Rotate and translate the answer back.
On
This is a 2-D problem in disguise, so let’s solve it there first. Assuming that $P_2$ is the vertex, the center of the arc must lie somewhere on the angle bisector of $\angle{P_1P_2P_3}$. Let $\mathbf u_{21}={P_1-P_2\over\|P_1-P_2\|}$ and $\mathbf u_{23}={P_3-P_2\over\|P_3-P_2\|}$, the unit vectors in the directions of the two given rays. Then $\mathbf v=\mathbf u_{21}+\mathbf u_{23}$ is their angle bisector, and so $P_c=P_2+\lambda\mathbf v$. The arc has a given radius $r$, so we just need to find the value of $\lambda$ for which the distance of $P_c$ from either of the lines $\overline{P_2P_1}$ or $\overline{P_2P_3}$ is equal to $r$. This distance is equal to the length of the orthogonal rejection of $\lambda\mathbf v$ from either $\mathbf u_{21}$ or $\mathbf u_{23}$, i.e., $$\|\lambda\mathbf v-(\lambda\mathbf v\cdot\mathbf u)\mathbf u\|=r.$$ By construction $\lambda\ge0$, so this gives $$\lambda = {r\over\|\mathbf v-(\mathbf v\cdot\mathbf u)\mathbf u\|}.$$ With $\lambda$ in hand, we can compute the three points of interest: $$P_c=P_2+\lambda\mathbf v \\ P_a = P_2+\lambda(\mathbf v\cdot\mathbf u_{21})\mathbf u_{21} \\ P_b = P_2+\lambda(\mathbf v\cdot\mathbf u_{23})\mathbf u_{23}.$$ (The last two are just the projections of $P_c$ onto the two given rays.)
Nothing in the above solution relies on the points and vectors being two-dimensional, so it transfers directly to 3-D. Depending on how precise your values for the initial points are, you might get a better result in practice by computing $\lambda$ using each of the two unit vectors and taking the average of the two resulting values.

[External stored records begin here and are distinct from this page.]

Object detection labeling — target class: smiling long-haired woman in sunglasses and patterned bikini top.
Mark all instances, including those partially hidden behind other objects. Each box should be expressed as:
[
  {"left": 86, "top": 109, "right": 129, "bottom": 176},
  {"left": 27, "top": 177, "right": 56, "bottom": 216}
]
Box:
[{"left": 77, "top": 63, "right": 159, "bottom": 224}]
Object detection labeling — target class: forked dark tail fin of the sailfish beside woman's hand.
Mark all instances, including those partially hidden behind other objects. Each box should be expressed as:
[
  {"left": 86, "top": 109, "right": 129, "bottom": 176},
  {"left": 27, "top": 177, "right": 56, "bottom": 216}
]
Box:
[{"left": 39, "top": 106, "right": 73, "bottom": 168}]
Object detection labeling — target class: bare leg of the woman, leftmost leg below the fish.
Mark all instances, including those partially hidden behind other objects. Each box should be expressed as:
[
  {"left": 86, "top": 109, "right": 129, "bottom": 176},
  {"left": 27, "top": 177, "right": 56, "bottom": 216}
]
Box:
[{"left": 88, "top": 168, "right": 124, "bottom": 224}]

It may help with the computations to note that $$\mathbf v\cdot\mathbf u_{21}=\mathbf v\cdot\mathbf u_{23}=1+\mathbf u_{21}\cdot\mathbf u_{23}$$ and so $$\mathbf v-(\mathbf v\cdot\mathbf u_{23})\mathbf u_{23} = \mathbf u_{21}-(\mathbf u_{21}\cdot\mathbf u_{23})\mathbf u_{23} \\ \mathbf v-(\mathbf v\cdot\mathbf u_{21})\mathbf u_{21} = \mathbf u_{23}-(\mathbf u_{21}\cdot\mathbf u_{23})\mathbf u_{21}$$ that is, the orthogonal rejection of $\mathbf v$ from one of the unit vectors is equal to the orthogonal rejection of the other unit vector from it (which, by symmetry, all have equal lengths). Thus, computing $\mathbf v$ explicitly might not be necessary (although it’s only a couple of additions). However, I don’t see a good way to avoid having to compute three square roots when following this approach.

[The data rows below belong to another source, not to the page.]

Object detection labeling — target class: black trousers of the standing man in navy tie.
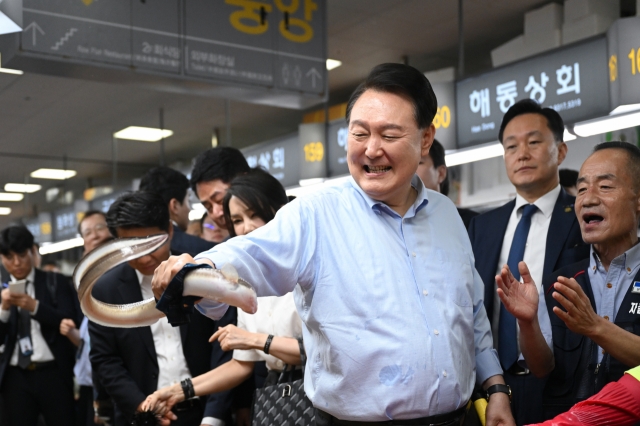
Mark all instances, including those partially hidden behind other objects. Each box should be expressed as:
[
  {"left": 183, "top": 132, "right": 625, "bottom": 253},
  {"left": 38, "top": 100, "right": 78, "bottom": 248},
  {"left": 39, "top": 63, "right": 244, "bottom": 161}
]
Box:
[{"left": 504, "top": 371, "right": 547, "bottom": 426}]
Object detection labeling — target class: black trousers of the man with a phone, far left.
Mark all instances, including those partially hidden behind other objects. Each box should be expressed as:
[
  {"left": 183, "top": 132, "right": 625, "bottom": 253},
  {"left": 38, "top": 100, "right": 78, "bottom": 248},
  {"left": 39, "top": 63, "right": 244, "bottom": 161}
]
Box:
[{"left": 2, "top": 366, "right": 75, "bottom": 426}]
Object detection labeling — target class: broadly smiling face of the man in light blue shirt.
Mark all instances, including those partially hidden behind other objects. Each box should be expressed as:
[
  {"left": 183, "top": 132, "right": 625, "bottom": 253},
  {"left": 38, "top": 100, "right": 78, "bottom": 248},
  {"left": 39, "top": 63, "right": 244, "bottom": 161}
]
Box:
[{"left": 347, "top": 90, "right": 435, "bottom": 210}]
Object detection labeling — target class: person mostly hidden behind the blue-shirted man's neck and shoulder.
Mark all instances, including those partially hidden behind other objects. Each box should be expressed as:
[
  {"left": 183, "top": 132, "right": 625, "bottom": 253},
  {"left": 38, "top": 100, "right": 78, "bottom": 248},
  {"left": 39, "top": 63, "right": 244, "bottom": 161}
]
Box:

In fact, it's a 2D problem, you just have to choose the right coordinate system. Let $$\vec{P_2P_1}=P_1-P_2$$ the vector pointing from $P_2$ to $P_1,$ and $$n_a=\frac{\vec{P_2P_1}}{|\vec{P_2P_1}|}$$ the normalized (length $1$) vector, $$\vec{P_2P_3}=P_3-P_2$$ the vector pointing from $P_2$ to $P_3,$ and $$n_b=\frac{\vec{P_2P_3}}{|\vec{P_2P_3}|}$$ the normalized vector. The angle $\alpha$ between these two directions is defined by the scalar product: $$\cos\alpha=n_a\cdot n_b.$$ Clearly, $P_c$ lies on the bisector of this angle. The distance from $P_2$ to $P_a$ and $P_b$ must be the same, $r/\tan\frac{\alpha}{2}$, so $$P_a=P_2+\frac{r}{\tan\frac{\alpha}{2}}\,n_a$$ and $$P_b=P_2+\frac{r}{\tan\frac{\alpha}{2}}\,n_b,$$ and you get $P_c$ from $$P_c=P_2+\frac{r}{\sin\alpha}\,(n_a+n_b).$$
While these formulas show the simple geometry more clearly, @Nominal Animal pointed out that it might be better to avoid calculating trigonometric functions. Indeed, we can use the cross product to express $\sin\alpha$: $$\sin\alpha=|n_a\times n_b|.$$ For calculating $P_a, P_b$, we can use $$\tan\frac{\alpha}{2}=\frac{\sin\alpha}{1+\cos\alpha}=\frac{|n_a\times n_b|}{1+n_a\cdot n_b}.$$ So everything can be determined by vector operations, alone.